Grimax

A JAX-native multi-agent grid world reinforcement learning library

Features

JAX-Native — All operations are pure JAX, fully JIT-compilable for maximum performance
Multi-Agent First — Designed from the ground up for multi-agent reinforcement learning (MARL)
Functional API — Explicit state management with no hidden side effects
Vectorizable — Full vmap support for parallel environment rollouts
Fair Collision Resolution — Random tie-breaking for agent collisions (not index-priority)
Beautiful Rendering — Sprite-based renderer using the 0x72 DungeonTileset II

Installation

# Basic installation
pip install grimax

# With GIF rendering support
pip install "grimax[gif]"

# Development installation
pip install "grimax[dev]"

From Source

git clone https://github.com/noahfarr/grimax.git
cd grimax
pip install -e .

Quick Start

import jax
import grimax

# Create a multi-agent environment
env = grimax.make("CooperativeButtonPress-v1")

# Initialize
key = jax.random.PRNGKey(42)
state, timestep = env.init(key)

# Run a step with actions for all agents
key, step_key = jax.random.split(key)
actions = jax.numpy.array([0, 1, 2])  # One action per agent
state, timestep = env.step(step_key, state, actions)

# Access results
observation = timestep.observation  # (num_agents, view_size, view_size, 3)
reward = timestep.reward            # (num_agents,)
done = timestep.done                # boolean

JIT Compilation & Vectorization

Grimax is designed for high-performance MARL research.
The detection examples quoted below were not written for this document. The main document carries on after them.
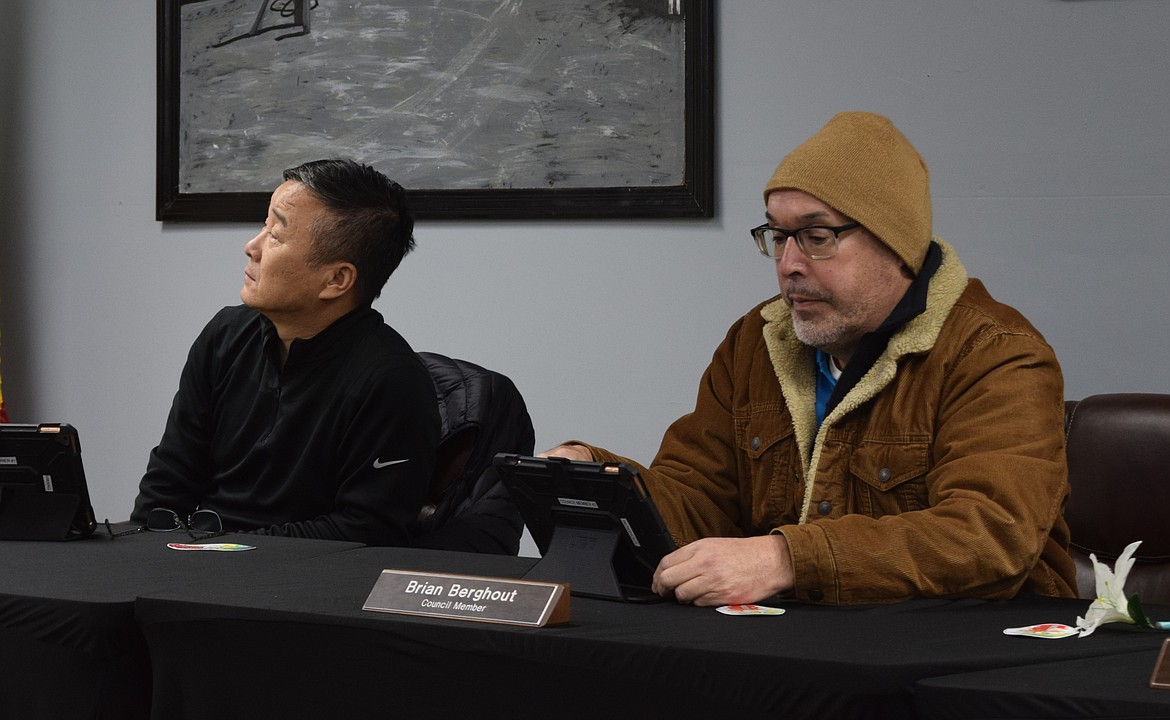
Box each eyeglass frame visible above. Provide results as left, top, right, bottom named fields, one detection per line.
left=105, top=507, right=225, bottom=540
left=748, top=220, right=861, bottom=260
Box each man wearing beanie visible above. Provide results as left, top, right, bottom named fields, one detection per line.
left=548, top=112, right=1075, bottom=605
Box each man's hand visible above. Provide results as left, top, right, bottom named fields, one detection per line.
left=537, top=445, right=593, bottom=462
left=651, top=535, right=793, bottom=605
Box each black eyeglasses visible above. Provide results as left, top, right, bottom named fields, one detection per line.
left=751, top=222, right=861, bottom=260
left=105, top=507, right=223, bottom=540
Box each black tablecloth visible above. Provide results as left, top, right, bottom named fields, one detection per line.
left=916, top=646, right=1170, bottom=720
left=0, top=533, right=362, bottom=720
left=137, top=548, right=1170, bottom=720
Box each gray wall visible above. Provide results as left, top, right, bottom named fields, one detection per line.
left=0, top=0, right=1170, bottom=552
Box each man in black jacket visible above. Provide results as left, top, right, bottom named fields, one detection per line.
left=131, top=160, right=440, bottom=546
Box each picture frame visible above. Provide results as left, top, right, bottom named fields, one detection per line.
left=156, top=0, right=715, bottom=222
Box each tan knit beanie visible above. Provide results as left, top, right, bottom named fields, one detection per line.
left=764, top=112, right=931, bottom=274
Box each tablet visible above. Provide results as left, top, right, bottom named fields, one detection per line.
left=495, top=453, right=675, bottom=602
left=0, top=423, right=97, bottom=540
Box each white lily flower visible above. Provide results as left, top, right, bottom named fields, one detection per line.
left=1076, top=540, right=1142, bottom=637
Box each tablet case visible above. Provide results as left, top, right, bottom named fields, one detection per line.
left=0, top=423, right=97, bottom=541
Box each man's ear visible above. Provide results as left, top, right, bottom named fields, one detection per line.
left=317, top=262, right=358, bottom=300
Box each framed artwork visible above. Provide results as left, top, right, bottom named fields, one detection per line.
left=156, top=0, right=715, bottom=222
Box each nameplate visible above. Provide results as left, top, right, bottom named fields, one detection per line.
left=1150, top=638, right=1170, bottom=690
left=362, top=570, right=570, bottom=628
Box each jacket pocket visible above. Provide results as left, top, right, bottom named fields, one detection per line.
left=736, top=411, right=801, bottom=534
left=849, top=440, right=930, bottom=517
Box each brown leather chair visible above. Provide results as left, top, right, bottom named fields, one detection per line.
left=1065, top=393, right=1170, bottom=604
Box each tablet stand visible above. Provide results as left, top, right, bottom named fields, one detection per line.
left=524, top=524, right=658, bottom=602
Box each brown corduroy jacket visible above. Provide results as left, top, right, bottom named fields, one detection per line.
left=590, top=238, right=1076, bottom=604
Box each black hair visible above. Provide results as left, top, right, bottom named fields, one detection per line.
left=284, top=159, right=414, bottom=304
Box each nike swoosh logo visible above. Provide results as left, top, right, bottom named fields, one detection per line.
left=373, top=458, right=410, bottom=469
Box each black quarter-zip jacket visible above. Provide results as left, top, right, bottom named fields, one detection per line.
left=131, top=306, right=440, bottom=546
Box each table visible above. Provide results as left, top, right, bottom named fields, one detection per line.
left=0, top=526, right=362, bottom=720
left=915, top=646, right=1170, bottom=720
left=137, top=548, right=1170, bottom=720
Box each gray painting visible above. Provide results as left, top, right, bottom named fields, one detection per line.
left=178, top=0, right=686, bottom=193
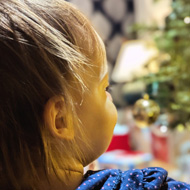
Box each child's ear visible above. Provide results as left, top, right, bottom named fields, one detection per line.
left=43, top=96, right=74, bottom=140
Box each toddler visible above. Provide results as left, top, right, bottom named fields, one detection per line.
left=0, top=0, right=190, bottom=190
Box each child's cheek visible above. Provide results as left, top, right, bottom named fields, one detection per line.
left=106, top=92, right=113, bottom=102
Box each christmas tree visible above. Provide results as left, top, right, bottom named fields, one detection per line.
left=142, top=0, right=190, bottom=127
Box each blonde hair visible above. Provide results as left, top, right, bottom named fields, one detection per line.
left=0, top=0, right=104, bottom=189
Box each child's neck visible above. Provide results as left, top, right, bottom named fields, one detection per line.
left=39, top=165, right=83, bottom=190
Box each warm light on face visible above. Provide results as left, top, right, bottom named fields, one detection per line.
left=184, top=16, right=190, bottom=24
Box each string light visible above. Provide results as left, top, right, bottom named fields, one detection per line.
left=184, top=16, right=190, bottom=24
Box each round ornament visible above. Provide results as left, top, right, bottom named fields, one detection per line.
left=133, top=94, right=160, bottom=128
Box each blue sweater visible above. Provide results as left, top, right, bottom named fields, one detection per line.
left=77, top=167, right=190, bottom=190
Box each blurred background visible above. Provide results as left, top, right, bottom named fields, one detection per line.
left=68, top=0, right=190, bottom=182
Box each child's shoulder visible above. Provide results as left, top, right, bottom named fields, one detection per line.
left=77, top=167, right=190, bottom=190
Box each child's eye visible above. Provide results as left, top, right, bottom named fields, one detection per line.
left=105, top=85, right=112, bottom=92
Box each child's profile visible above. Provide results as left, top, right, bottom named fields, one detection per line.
left=0, top=0, right=190, bottom=190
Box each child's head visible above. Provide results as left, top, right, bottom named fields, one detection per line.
left=0, top=0, right=116, bottom=189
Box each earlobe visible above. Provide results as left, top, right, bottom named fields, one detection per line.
left=43, top=96, right=74, bottom=140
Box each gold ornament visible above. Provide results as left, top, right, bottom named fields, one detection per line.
left=133, top=94, right=160, bottom=128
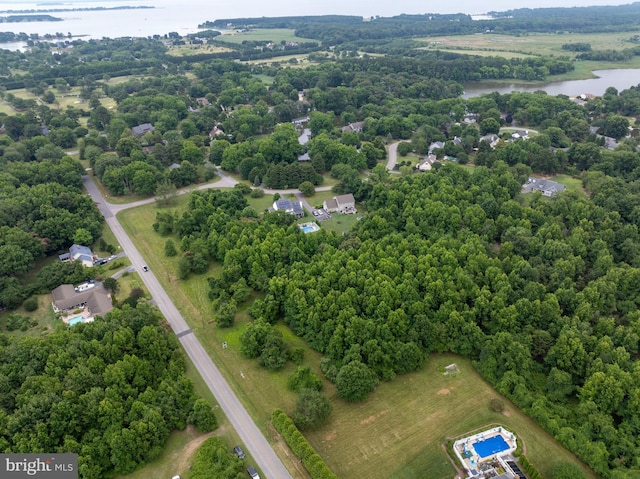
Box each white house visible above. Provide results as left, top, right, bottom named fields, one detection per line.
left=322, top=193, right=356, bottom=214
left=58, top=244, right=94, bottom=268
left=273, top=198, right=304, bottom=218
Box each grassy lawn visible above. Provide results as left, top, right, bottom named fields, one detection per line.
left=216, top=28, right=315, bottom=44
left=320, top=214, right=362, bottom=234
left=119, top=197, right=596, bottom=479
left=306, top=354, right=596, bottom=479
left=550, top=175, right=586, bottom=195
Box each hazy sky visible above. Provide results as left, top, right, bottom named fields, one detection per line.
left=0, top=0, right=631, bottom=18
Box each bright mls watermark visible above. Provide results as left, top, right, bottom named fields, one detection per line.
left=0, top=454, right=78, bottom=479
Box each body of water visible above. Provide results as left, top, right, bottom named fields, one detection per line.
left=462, top=68, right=640, bottom=98
left=0, top=0, right=624, bottom=38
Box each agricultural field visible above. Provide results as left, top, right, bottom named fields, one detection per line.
left=216, top=28, right=317, bottom=44
left=119, top=197, right=595, bottom=479
left=167, top=44, right=233, bottom=57
left=418, top=32, right=636, bottom=57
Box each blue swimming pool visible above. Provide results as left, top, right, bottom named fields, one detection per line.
left=67, top=316, right=84, bottom=326
left=473, top=436, right=509, bottom=459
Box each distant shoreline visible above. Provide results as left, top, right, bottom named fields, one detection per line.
left=0, top=5, right=156, bottom=15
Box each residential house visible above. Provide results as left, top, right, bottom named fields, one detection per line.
left=417, top=155, right=438, bottom=171
left=511, top=130, right=529, bottom=140
left=131, top=123, right=156, bottom=138
left=291, top=116, right=309, bottom=128
left=58, top=244, right=94, bottom=268
left=322, top=193, right=356, bottom=214
left=342, top=121, right=364, bottom=133
left=429, top=141, right=444, bottom=154
left=522, top=178, right=567, bottom=197
left=298, top=128, right=311, bottom=145
left=209, top=125, right=224, bottom=140
left=273, top=198, right=304, bottom=218
left=51, top=284, right=113, bottom=321
left=480, top=134, right=500, bottom=148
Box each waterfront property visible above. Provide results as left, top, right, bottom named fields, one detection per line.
left=453, top=426, right=519, bottom=479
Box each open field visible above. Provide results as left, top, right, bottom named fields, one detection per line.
left=167, top=44, right=233, bottom=57
left=306, top=354, right=596, bottom=479
left=549, top=175, right=587, bottom=195
left=419, top=32, right=637, bottom=58
left=215, top=28, right=317, bottom=44
left=119, top=197, right=596, bottom=479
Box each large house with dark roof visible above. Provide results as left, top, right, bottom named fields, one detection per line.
left=51, top=284, right=113, bottom=321
left=273, top=198, right=304, bottom=218
left=522, top=178, right=567, bottom=197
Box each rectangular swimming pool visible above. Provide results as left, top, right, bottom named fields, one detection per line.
left=473, top=435, right=509, bottom=459
left=67, top=316, right=84, bottom=326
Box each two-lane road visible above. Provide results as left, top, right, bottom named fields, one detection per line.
left=83, top=176, right=292, bottom=479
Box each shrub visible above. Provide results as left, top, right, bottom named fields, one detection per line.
left=271, top=409, right=338, bottom=479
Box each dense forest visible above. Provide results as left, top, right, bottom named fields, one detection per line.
left=5, top=4, right=640, bottom=479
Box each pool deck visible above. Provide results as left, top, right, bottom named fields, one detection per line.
left=453, top=426, right=517, bottom=479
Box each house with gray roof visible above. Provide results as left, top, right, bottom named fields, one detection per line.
left=131, top=123, right=156, bottom=138
left=522, top=178, right=567, bottom=198
left=273, top=198, right=304, bottom=218
left=58, top=244, right=94, bottom=268
left=51, top=284, right=113, bottom=321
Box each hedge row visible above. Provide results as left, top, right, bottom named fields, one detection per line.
left=518, top=454, right=542, bottom=479
left=271, top=409, right=338, bottom=479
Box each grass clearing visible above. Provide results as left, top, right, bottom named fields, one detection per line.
left=119, top=196, right=596, bottom=479
left=550, top=175, right=587, bottom=196
left=417, top=32, right=640, bottom=81
left=215, top=28, right=317, bottom=44
left=306, top=354, right=596, bottom=479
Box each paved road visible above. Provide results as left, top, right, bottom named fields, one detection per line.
left=82, top=176, right=292, bottom=479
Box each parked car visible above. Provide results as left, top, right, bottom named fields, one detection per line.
left=233, top=446, right=245, bottom=459
left=247, top=466, right=260, bottom=479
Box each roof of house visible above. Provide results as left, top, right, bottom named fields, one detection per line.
left=273, top=198, right=304, bottom=215
left=69, top=244, right=93, bottom=257
left=525, top=178, right=567, bottom=195
left=51, top=284, right=113, bottom=315
left=336, top=193, right=356, bottom=206
left=131, top=123, right=155, bottom=136
left=324, top=198, right=338, bottom=210
left=342, top=121, right=364, bottom=131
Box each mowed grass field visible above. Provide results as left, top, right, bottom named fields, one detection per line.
left=306, top=354, right=597, bottom=479
left=418, top=32, right=638, bottom=58
left=118, top=198, right=596, bottom=479
left=419, top=32, right=640, bottom=81
left=216, top=28, right=317, bottom=44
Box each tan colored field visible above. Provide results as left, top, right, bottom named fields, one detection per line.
left=419, top=32, right=637, bottom=58
left=167, top=45, right=233, bottom=57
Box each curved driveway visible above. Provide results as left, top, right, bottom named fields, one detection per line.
left=82, top=174, right=292, bottom=479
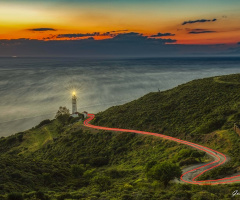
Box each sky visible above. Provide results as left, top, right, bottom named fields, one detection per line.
left=0, top=0, right=240, bottom=56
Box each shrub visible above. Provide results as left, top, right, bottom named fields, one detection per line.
left=7, top=193, right=24, bottom=200
left=71, top=165, right=85, bottom=178
left=91, top=175, right=111, bottom=191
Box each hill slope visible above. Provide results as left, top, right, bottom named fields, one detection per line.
left=0, top=74, right=240, bottom=200
left=94, top=74, right=240, bottom=139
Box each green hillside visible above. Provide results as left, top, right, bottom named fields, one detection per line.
left=95, top=74, right=240, bottom=139
left=94, top=74, right=240, bottom=182
left=0, top=74, right=240, bottom=200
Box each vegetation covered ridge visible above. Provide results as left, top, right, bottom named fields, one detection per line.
left=93, top=74, right=240, bottom=180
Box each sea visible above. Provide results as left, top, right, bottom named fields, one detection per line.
left=0, top=57, right=240, bottom=137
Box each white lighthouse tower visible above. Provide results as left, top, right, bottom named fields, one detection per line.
left=72, top=92, right=77, bottom=115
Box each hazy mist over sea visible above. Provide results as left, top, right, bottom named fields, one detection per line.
left=0, top=58, right=240, bottom=136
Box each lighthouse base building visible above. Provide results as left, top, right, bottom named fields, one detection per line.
left=71, top=92, right=88, bottom=118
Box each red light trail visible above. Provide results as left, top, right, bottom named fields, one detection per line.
left=84, top=114, right=240, bottom=185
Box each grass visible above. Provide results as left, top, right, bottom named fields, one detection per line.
left=0, top=74, right=240, bottom=200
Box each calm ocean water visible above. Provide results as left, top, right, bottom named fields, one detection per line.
left=0, top=58, right=240, bottom=136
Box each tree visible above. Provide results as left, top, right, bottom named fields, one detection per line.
left=91, top=175, right=111, bottom=191
left=147, top=161, right=182, bottom=187
left=71, top=165, right=85, bottom=178
left=55, top=106, right=70, bottom=126
left=7, top=193, right=23, bottom=200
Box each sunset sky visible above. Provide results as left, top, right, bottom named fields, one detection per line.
left=0, top=0, right=240, bottom=54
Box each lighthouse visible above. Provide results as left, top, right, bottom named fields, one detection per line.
left=72, top=92, right=77, bottom=114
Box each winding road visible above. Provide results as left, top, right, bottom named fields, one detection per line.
left=84, top=114, right=240, bottom=185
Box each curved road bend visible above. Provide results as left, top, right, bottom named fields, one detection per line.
left=84, top=114, right=240, bottom=185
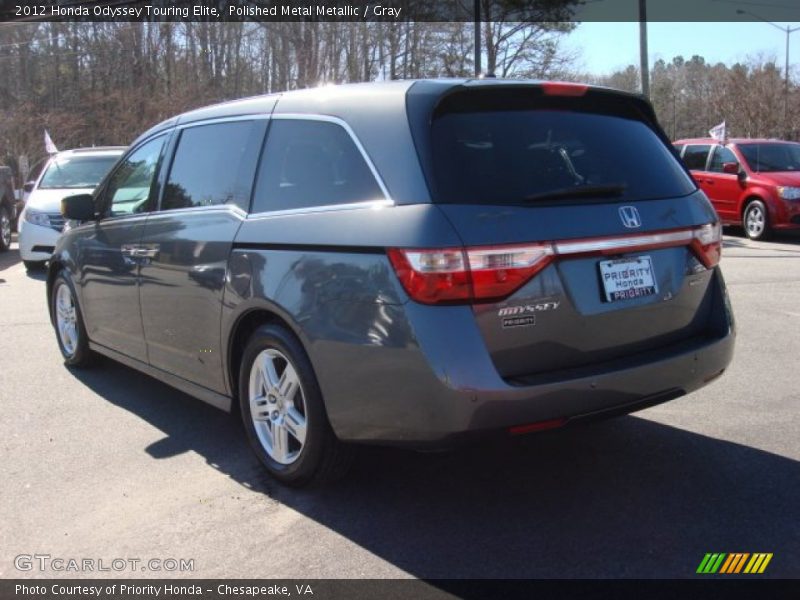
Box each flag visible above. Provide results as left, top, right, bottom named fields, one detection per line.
left=44, top=129, right=58, bottom=154
left=708, top=121, right=727, bottom=142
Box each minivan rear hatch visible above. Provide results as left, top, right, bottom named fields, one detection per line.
left=404, top=82, right=720, bottom=382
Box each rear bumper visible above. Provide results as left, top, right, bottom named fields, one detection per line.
left=311, top=271, right=735, bottom=447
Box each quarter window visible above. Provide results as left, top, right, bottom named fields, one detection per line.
left=161, top=121, right=263, bottom=210
left=683, top=145, right=711, bottom=171
left=708, top=146, right=739, bottom=173
left=253, top=119, right=384, bottom=212
left=105, top=136, right=164, bottom=217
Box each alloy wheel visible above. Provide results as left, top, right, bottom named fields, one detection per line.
left=55, top=283, right=78, bottom=356
left=745, top=205, right=766, bottom=238
left=248, top=348, right=308, bottom=465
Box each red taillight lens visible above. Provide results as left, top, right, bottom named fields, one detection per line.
left=388, top=248, right=472, bottom=304
left=388, top=244, right=553, bottom=304
left=387, top=223, right=722, bottom=304
left=691, top=223, right=722, bottom=269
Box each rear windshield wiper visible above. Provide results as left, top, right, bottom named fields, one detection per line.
left=522, top=183, right=628, bottom=202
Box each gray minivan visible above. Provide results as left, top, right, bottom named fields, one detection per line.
left=47, top=80, right=734, bottom=485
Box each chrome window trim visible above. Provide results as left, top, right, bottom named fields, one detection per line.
left=175, top=113, right=270, bottom=130
left=149, top=204, right=247, bottom=220
left=247, top=198, right=395, bottom=221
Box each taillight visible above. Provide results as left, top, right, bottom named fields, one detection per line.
left=387, top=223, right=722, bottom=304
left=691, top=223, right=722, bottom=269
left=388, top=244, right=553, bottom=304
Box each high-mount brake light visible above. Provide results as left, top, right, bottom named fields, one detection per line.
left=542, top=81, right=589, bottom=96
left=387, top=223, right=722, bottom=304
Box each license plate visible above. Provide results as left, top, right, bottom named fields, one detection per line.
left=600, top=256, right=658, bottom=302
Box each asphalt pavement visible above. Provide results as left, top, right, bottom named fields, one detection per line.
left=0, top=235, right=800, bottom=578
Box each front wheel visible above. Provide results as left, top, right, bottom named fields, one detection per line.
left=239, top=325, right=352, bottom=487
left=50, top=271, right=95, bottom=367
left=742, top=200, right=770, bottom=240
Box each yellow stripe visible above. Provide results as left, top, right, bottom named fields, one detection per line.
left=758, top=552, right=772, bottom=573
left=731, top=552, right=750, bottom=573
left=744, top=554, right=758, bottom=573
left=750, top=552, right=766, bottom=573
left=719, top=554, right=739, bottom=573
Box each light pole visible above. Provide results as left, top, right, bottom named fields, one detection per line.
left=639, top=0, right=650, bottom=98
left=736, top=9, right=800, bottom=138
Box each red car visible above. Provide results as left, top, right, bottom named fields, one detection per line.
left=674, top=138, right=800, bottom=240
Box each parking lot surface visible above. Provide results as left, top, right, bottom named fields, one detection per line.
left=0, top=232, right=800, bottom=578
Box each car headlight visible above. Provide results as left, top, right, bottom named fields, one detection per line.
left=25, top=208, right=50, bottom=227
left=778, top=186, right=800, bottom=200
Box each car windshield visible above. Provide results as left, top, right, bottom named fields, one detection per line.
left=432, top=95, right=695, bottom=204
left=739, top=143, right=800, bottom=173
left=39, top=155, right=119, bottom=190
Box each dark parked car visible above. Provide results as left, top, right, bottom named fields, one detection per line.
left=47, top=80, right=733, bottom=485
left=675, top=138, right=800, bottom=240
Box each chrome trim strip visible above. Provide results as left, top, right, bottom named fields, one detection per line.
left=149, top=204, right=247, bottom=220
left=247, top=198, right=395, bottom=221
left=553, top=229, right=694, bottom=254
left=175, top=113, right=270, bottom=130
left=267, top=113, right=394, bottom=204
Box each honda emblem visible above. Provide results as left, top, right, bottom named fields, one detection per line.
left=619, top=206, right=642, bottom=229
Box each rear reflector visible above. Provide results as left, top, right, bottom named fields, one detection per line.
left=508, top=419, right=567, bottom=435
left=542, top=81, right=589, bottom=96
left=387, top=223, right=722, bottom=304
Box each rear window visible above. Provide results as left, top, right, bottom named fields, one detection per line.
left=431, top=93, right=695, bottom=204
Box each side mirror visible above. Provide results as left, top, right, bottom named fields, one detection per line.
left=61, top=194, right=95, bottom=221
left=722, top=163, right=739, bottom=175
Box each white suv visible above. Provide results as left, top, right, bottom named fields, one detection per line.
left=19, top=146, right=125, bottom=270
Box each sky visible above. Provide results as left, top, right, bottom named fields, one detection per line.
left=564, top=21, right=800, bottom=77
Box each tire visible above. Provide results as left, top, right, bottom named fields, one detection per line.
left=50, top=271, right=97, bottom=368
left=742, top=200, right=772, bottom=240
left=239, top=325, right=353, bottom=487
left=22, top=260, right=47, bottom=272
left=0, top=206, right=12, bottom=252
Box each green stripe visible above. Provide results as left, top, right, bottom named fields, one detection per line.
left=708, top=552, right=727, bottom=573
left=696, top=554, right=711, bottom=573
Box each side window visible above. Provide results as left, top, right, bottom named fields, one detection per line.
left=104, top=135, right=166, bottom=217
left=683, top=145, right=711, bottom=171
left=253, top=119, right=384, bottom=212
left=156, top=121, right=256, bottom=210
left=708, top=146, right=739, bottom=173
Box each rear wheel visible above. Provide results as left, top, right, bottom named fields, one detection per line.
left=742, top=200, right=771, bottom=240
left=0, top=206, right=11, bottom=252
left=50, top=271, right=95, bottom=367
left=239, top=325, right=352, bottom=487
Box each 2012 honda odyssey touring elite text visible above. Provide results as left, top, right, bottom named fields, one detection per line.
left=47, top=80, right=734, bottom=485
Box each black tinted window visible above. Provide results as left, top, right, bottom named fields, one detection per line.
left=683, top=146, right=711, bottom=171
left=708, top=146, right=739, bottom=173
left=432, top=108, right=694, bottom=204
left=253, top=119, right=384, bottom=212
left=738, top=144, right=800, bottom=173
left=161, top=121, right=258, bottom=210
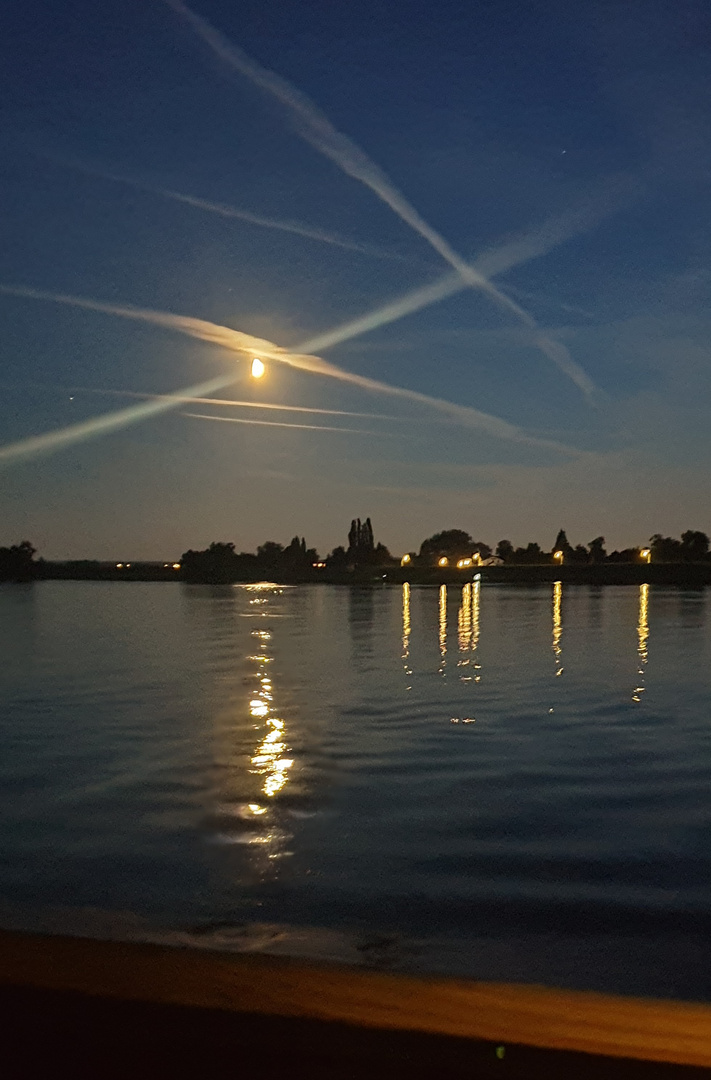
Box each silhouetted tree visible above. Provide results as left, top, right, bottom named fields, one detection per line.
left=649, top=532, right=682, bottom=563
left=588, top=537, right=607, bottom=563
left=373, top=542, right=399, bottom=566
left=567, top=543, right=590, bottom=563
left=496, top=540, right=515, bottom=563
left=326, top=545, right=348, bottom=570
left=681, top=529, right=709, bottom=563
left=0, top=540, right=37, bottom=581
left=419, top=529, right=474, bottom=563
left=513, top=543, right=550, bottom=563
left=607, top=548, right=640, bottom=563
left=552, top=529, right=574, bottom=561
left=180, top=542, right=240, bottom=582
left=348, top=517, right=375, bottom=566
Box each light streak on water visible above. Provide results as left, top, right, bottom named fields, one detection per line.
left=165, top=0, right=613, bottom=397
left=632, top=583, right=649, bottom=701
left=402, top=581, right=413, bottom=690
left=439, top=585, right=447, bottom=675
left=551, top=581, right=563, bottom=675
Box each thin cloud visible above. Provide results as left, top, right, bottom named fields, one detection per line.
left=0, top=374, right=234, bottom=468
left=42, top=154, right=404, bottom=262
left=77, top=387, right=402, bottom=420
left=164, top=0, right=595, bottom=397
left=0, top=285, right=579, bottom=455
left=180, top=413, right=407, bottom=438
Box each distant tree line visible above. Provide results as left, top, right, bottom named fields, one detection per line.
left=5, top=517, right=711, bottom=582
left=410, top=529, right=711, bottom=566
left=0, top=540, right=37, bottom=581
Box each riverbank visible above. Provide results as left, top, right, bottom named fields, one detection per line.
left=23, top=561, right=711, bottom=589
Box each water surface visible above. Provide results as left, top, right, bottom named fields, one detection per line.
left=0, top=582, right=711, bottom=1000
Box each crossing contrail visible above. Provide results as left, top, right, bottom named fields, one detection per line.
left=180, top=413, right=407, bottom=438
left=41, top=153, right=405, bottom=262
left=71, top=387, right=402, bottom=421
left=0, top=182, right=619, bottom=463
left=0, top=285, right=579, bottom=460
left=164, top=0, right=595, bottom=397
left=0, top=373, right=234, bottom=468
Both init and step are fully JIT-compilable:

import jax
import grimax

env = grimax.make("CooperativeButtonPress-v1")

# JIT compile for faster execution
@jax.jit
def run_episode(key):
    state, timestep = env.init(key)

    def step_fn(carry, _):
        state, key = carry
        key, step_key, action_key = jax.random.split(key, 3)
        # Random actions for all agents
        actions = jax.random.randint(action_key, (3,), 0, 4)
        state, timestep = env.step(step_key, state, actions)
        return (state, key), timestep.reward.sum()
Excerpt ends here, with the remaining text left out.